Victoria roommates’ belongings damaged or missing in moving truck crash

CHEK

For Shannon Bent and Taylor Odgers, moving was supposed to offer a fresh start. A new job in a new province had the two Victoria-based roommates packing up their lives on Vancouver Island into boxes in February.

The two friends were told it’d take four to six weeks for the movers to get their belongings from Victoria to Toronto. As of April, they’re still missing items like family heirlooms and important documents.

“It had been a full 10 days after the accident until they notified us of what was going on. They gave us an accident incident report number but no further information,” said Odgers.

Cargo Movers, the company they’d hired to move their personal items, had been involved in a fatal accident just a few hours outside Thunder Bay. Ontario Provincial Police are not releasing details on the victim.

“We are…suffering as a company,” Cargo Movers told CHEK News in a statement.

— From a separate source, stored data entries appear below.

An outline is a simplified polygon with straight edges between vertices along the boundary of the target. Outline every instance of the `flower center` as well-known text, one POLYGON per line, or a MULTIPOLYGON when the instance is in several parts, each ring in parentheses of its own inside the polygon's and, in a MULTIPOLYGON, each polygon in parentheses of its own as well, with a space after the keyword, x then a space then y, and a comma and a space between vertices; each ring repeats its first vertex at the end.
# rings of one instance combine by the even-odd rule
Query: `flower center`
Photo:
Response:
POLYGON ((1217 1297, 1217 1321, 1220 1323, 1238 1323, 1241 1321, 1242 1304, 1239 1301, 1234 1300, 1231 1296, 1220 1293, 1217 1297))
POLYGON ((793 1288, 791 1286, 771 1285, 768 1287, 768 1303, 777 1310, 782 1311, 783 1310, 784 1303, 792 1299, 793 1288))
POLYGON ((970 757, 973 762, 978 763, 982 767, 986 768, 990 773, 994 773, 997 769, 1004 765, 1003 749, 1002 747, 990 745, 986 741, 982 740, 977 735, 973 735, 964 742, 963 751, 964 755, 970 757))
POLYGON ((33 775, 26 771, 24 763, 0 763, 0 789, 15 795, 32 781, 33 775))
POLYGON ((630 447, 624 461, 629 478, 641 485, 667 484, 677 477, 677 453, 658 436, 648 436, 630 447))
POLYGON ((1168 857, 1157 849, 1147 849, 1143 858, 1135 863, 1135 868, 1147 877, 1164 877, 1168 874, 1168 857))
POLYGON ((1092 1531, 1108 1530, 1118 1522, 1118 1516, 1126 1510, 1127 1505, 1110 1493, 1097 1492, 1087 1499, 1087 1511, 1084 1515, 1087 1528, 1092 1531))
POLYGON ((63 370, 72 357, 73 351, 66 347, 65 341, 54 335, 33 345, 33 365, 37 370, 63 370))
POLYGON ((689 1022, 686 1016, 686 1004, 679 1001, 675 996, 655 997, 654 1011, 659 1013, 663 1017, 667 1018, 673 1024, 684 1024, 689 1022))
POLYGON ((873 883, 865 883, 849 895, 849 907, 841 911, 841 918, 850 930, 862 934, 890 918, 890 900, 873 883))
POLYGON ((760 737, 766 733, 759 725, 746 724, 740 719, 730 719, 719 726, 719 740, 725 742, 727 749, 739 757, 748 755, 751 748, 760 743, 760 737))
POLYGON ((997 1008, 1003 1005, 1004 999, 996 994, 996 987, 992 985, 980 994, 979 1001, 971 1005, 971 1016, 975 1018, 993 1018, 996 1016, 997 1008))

During the police investigation, the roommates say their belongings sat on the side of a snowy highway for 10 days, before some of their items were salvaged and stored outside at a nearby tow truck yard. Many priceless items though, were missing.

“My baby blanket, like a quilt that my grandma knitted me, family photos, all our legal documents,” said Bent. “I know Taylor had her birth certificate and her social insurance card. I had mine as well.”

They estimate the value of their belongings totals around $200,000. Odgers and Bent signed a standard insurance policy, but they’re told it doesn’t cover missing or damaged items. When they asked the company for a refund, they say the company declined, saying the move was 95 per cent completed.

“They’re not taking a lot of accountability for it, or even communicating it with us, or giving us a straight answer,” said Odgers.

Albertan-based Cargo Movers didn’t answer any of CHEK News’ questions, instead telling us in an email they didn’t believe CHEK has any “jurisdiction covering this” and that “Future communication…will be ignored.”

For Bent and Odgers it’s an extremely difficult situation: trying to navigate compensation in the midst of a tragedy.

With their belongings gone they don’t know what the future holds but they do know they want to warn others about purchasing proper insurance, especially when it’s for coverage of everything you own.